As you move up through the range of ukulele sizes to the tenor and baritone ukuleles you get a deeper, fuller tone with increased volume. The tenor ukulele is a popular choice for musicians that want to pick out fingerstyle tunes and play solos. In many cases the professionals choice! You have a wider range of musical notes which lends itself to solo playing.

Tuning … The tenor Ukulele can be strung and tuned in different ways. The popular tuning is G C E A  (Regular ‘C’ tuning) which is the recognised standard and most popular tuning for ukulele. The G string is tuned in relation to 1st, 2nd and third strings an octave higher …Another name for this tuning is ‘Re Entrant’. The ‘high’ G fourth string in relation the the lower octave C third string gives the instrument the distinctive ukulele sound when you strum across the strings.

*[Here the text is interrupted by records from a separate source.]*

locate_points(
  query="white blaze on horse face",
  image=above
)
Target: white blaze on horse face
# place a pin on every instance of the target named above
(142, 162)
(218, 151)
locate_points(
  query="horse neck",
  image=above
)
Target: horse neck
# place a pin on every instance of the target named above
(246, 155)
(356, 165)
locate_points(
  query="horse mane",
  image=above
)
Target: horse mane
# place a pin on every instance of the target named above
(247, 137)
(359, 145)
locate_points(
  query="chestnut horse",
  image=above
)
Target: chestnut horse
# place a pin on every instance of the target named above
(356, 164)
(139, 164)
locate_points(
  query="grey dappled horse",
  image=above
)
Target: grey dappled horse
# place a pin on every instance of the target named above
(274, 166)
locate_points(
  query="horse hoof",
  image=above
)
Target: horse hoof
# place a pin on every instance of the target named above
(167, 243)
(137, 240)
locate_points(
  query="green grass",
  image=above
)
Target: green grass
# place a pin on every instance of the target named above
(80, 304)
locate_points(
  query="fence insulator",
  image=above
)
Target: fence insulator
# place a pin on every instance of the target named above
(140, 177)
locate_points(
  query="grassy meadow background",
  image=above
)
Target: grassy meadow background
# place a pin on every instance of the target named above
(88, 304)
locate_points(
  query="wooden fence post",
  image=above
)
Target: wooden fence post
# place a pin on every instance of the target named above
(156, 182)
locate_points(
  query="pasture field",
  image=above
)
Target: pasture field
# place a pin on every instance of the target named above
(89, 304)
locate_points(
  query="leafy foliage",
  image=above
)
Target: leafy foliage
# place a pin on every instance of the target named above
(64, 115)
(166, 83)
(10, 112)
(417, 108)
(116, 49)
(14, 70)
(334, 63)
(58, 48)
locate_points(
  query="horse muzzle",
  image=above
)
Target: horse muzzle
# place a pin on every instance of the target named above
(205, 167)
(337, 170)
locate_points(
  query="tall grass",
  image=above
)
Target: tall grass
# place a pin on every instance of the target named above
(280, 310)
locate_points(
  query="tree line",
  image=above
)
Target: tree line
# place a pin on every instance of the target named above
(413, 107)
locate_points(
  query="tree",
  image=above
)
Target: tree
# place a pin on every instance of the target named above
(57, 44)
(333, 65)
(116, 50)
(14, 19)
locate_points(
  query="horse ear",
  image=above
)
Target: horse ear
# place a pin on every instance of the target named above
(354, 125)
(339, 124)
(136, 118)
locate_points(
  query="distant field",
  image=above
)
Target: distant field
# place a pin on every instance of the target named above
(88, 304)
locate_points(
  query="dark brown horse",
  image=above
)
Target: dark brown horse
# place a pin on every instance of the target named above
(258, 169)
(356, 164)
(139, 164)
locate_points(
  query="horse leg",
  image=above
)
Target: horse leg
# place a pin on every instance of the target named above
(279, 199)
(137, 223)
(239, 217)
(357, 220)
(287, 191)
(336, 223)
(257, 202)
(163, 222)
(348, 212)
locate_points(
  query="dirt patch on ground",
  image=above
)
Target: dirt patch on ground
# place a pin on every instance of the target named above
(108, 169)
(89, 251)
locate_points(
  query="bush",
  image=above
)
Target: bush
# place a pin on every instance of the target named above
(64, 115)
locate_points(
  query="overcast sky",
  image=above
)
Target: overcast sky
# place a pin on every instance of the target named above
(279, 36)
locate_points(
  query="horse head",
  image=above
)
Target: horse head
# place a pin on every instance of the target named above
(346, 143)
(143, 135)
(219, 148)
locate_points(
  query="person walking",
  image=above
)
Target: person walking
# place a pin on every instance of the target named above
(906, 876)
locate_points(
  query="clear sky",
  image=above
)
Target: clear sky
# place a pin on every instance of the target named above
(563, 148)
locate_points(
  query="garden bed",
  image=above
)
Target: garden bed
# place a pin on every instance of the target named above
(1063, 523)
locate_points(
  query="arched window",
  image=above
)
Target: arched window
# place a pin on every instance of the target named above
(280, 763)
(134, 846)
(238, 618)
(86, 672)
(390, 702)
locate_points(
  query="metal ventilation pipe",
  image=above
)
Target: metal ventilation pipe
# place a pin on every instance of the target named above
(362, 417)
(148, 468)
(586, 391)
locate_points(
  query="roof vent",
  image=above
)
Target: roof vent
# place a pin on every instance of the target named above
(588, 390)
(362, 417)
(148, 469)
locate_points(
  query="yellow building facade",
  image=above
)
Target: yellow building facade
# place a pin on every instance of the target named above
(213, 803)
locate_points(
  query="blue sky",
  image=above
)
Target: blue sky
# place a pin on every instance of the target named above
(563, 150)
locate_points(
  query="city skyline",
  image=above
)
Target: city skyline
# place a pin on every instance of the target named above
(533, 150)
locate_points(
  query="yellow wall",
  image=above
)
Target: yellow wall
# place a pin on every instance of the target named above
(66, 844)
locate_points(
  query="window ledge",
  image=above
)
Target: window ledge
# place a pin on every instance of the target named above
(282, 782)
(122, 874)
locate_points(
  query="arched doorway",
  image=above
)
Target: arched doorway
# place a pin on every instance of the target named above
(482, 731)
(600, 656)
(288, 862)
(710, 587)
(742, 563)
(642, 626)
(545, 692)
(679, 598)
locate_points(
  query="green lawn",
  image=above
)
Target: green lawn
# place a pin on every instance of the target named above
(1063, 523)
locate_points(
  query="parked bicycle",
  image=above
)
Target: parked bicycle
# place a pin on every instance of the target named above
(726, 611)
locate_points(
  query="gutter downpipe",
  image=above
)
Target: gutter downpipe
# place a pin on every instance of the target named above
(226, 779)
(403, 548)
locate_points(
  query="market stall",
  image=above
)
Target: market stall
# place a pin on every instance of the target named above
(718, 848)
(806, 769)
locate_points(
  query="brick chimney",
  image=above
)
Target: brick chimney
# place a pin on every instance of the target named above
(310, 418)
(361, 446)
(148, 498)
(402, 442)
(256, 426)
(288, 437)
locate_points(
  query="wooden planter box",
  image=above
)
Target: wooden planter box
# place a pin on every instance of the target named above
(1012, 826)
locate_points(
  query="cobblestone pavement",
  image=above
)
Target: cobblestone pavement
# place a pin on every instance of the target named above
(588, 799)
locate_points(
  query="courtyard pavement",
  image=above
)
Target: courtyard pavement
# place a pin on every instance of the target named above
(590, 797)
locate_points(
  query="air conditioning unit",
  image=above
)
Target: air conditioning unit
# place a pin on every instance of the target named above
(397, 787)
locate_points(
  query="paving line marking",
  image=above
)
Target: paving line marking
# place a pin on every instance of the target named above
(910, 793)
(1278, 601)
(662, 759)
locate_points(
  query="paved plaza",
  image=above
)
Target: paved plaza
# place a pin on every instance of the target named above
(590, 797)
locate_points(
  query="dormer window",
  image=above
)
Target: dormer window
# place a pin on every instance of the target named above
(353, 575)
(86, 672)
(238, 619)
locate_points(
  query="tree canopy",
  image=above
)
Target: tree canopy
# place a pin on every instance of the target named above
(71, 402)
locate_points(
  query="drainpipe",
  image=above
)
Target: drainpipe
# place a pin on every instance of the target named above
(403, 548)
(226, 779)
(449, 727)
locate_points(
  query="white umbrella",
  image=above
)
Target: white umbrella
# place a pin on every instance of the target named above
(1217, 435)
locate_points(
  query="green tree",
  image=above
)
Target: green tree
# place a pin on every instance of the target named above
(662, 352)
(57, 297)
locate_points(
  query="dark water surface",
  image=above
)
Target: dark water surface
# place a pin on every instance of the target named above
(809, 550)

Low G Tuning … Players needing a wider range of bass notes tune their tenor ukulele to Low G tuning. this tuning is an alternative to the ‘re entrant’ tuning that is described above

Low G tenor tuning is as follows: Low G C E A …The Low tuned G string gives you a wider span of octaves.

It is important that your ukulele is fitted with the correct strings for the tuning that you require.

Baritone 4 String Ukulele

The baritone ukulele is the largest ukulele and can be likened to a four string guitar as it is tuned the same as the first four strings on a guitar which are D G B E

NOTE: There are two popular tunings for the baritone ukulele as follows:-

High G Tuning … D  ‘High G’ B E

High G baritone ukulele tuning gives you the same pitch relationship as that on a guitar. Guitarists will find the transition to baritone ukulele from guitar easy and the larger sized neck oof the baritone ukulele wil feel comfortable, on the other hand if you learn to play the ukulele and then move on to playing guitar you will find that many of the chord shapes are the same. (but may have a different name due to the ukulele tuning)

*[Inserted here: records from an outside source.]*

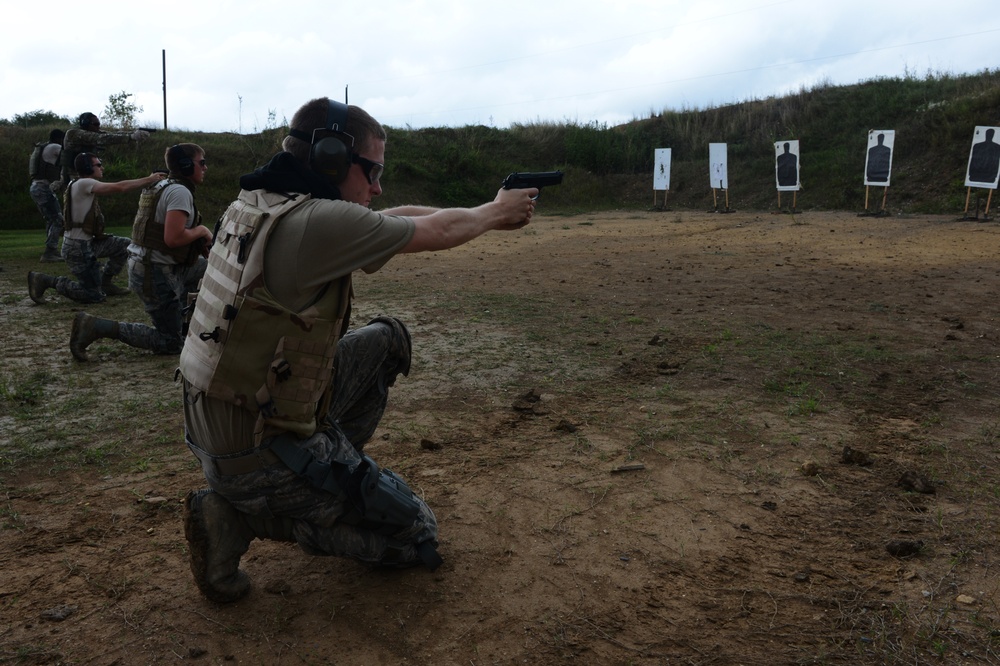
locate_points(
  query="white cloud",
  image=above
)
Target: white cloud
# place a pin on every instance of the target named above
(231, 65)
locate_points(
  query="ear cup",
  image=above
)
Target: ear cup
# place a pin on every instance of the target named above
(331, 153)
(184, 163)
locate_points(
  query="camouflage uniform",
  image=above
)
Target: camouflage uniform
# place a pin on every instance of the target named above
(164, 303)
(81, 258)
(367, 366)
(45, 177)
(248, 462)
(86, 141)
(162, 282)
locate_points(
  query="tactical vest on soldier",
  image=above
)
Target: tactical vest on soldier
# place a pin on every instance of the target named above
(92, 223)
(246, 348)
(38, 168)
(148, 232)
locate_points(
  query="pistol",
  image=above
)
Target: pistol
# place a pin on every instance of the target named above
(525, 179)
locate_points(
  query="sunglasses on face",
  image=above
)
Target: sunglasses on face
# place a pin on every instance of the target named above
(373, 170)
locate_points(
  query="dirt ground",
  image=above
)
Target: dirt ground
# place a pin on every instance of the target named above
(669, 437)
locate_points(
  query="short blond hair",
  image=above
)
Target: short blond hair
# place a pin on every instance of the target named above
(312, 115)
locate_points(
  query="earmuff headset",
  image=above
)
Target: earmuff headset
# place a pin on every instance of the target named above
(332, 148)
(184, 163)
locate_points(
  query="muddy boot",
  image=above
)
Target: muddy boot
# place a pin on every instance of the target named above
(218, 536)
(111, 289)
(37, 284)
(86, 329)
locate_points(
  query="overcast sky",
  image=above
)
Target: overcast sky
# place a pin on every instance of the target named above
(244, 65)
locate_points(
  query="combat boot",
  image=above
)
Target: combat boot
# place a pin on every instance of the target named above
(217, 536)
(111, 289)
(37, 284)
(86, 329)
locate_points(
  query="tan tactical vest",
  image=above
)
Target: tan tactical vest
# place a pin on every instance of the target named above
(93, 221)
(243, 346)
(148, 233)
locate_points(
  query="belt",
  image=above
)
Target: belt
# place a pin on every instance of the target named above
(231, 466)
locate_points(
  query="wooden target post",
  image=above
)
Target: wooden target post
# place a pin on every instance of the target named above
(885, 196)
(656, 198)
(794, 198)
(986, 213)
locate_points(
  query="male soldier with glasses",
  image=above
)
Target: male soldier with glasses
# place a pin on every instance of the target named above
(166, 260)
(87, 137)
(279, 398)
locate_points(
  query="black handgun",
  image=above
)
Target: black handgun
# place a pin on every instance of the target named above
(526, 179)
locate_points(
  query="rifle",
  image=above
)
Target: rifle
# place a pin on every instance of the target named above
(526, 179)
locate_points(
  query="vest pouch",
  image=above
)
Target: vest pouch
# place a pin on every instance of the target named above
(298, 377)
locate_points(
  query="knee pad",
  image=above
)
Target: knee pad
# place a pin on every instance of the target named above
(402, 346)
(386, 503)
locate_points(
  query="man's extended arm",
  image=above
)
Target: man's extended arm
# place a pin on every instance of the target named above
(451, 227)
(126, 185)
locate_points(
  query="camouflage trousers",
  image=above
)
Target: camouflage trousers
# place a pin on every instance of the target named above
(163, 290)
(48, 206)
(81, 258)
(368, 361)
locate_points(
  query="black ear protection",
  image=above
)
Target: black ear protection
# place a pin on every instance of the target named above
(181, 159)
(332, 148)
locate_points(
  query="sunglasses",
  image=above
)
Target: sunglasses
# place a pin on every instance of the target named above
(373, 170)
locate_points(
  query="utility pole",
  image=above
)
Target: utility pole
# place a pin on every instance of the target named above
(164, 89)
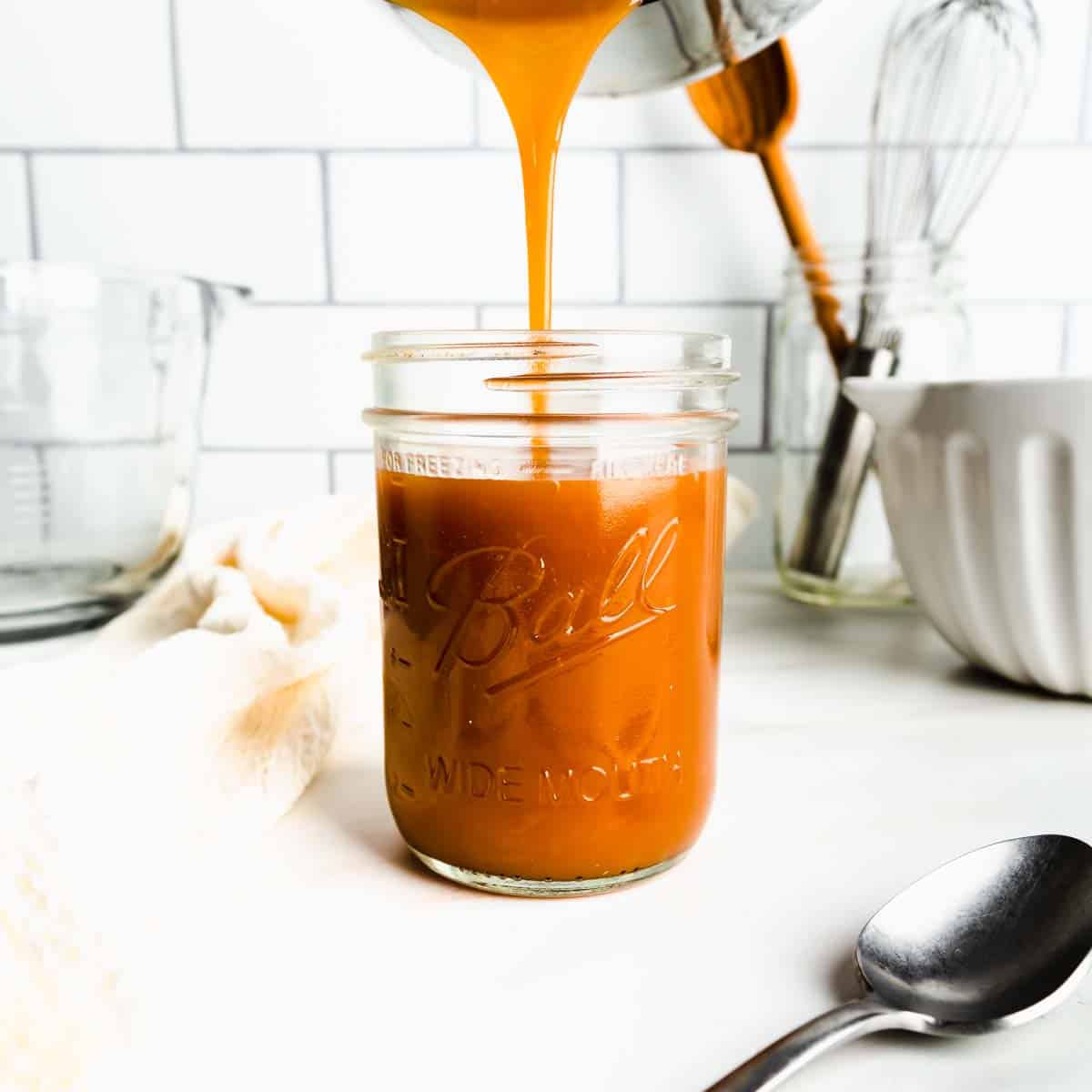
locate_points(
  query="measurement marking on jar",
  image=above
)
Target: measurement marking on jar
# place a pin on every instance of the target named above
(399, 660)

Re Entrant tuning … D ‘Low G’ B E

The G string is tuned (in relation to 1st, 2nd and third strings) an octave higher …The ‘high’ G fourth string in relation the the lower octave C third string gives the instrument the distinctive ukulele sound when you strum across the strings.

It is important that your ukulele is fitted with the correct strings for the tuning that you require.